We can calculate this via the metRology package’s pt.scaled function:

1 - pt.scaled(3.27, df=10, mean=5, sd=5/sqrt(11))
[1] 0.8610669

In actuality, since are assuming an unknown SD, we should recalculate the critical value appropriate for this context.

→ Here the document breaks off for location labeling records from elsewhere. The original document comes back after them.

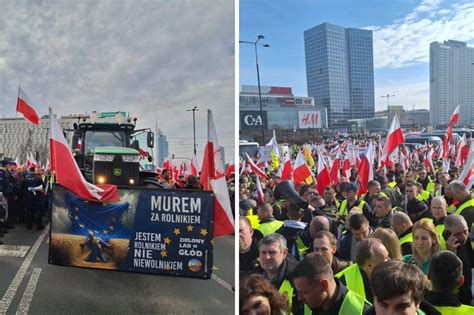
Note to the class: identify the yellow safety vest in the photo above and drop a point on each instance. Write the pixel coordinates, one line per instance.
(287, 288)
(352, 304)
(269, 227)
(343, 208)
(455, 310)
(442, 241)
(466, 204)
(254, 222)
(406, 239)
(354, 280)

Doing so below, with the qt.scaled() function, and applying it to our estimate of power is a little closer to the targeted 83% power:

qt.scaled(0.975, df=11-1, mean=0, sd=5/sqrt(11)) # calculate the critical value based on our unknown SD
[1] 3.359046
1 - pt.scaled(3.36, df=11-1, mean=5, sd=5/sqrt(11)) # calculate power under critical value
[1] 0.8489082

More precisely, enrolling \(n=10.57855\) achieves approximately 83% power:

n <- 10.57855 # use n from power.t.test above
crit_tdist_n <- qt.scaled(0.975, df=n-1, mean=0, sd=5/sqrt(n)) # calculate the critical value based on our unknown SD
crit_tdist_n # critical value to compare to 3.36 above
[1] 3.445844
1 - pt.scaled(crit_tdist_n, df=n-1, mean=5, sd=5/sqrt(n)) # calculate power under critical value
[1] 0.8315566

Again, however, in practice we round up to \(n=11\) to ensure at least 83% power is achieved (and because we are unable to enroll fractions of an event or participant).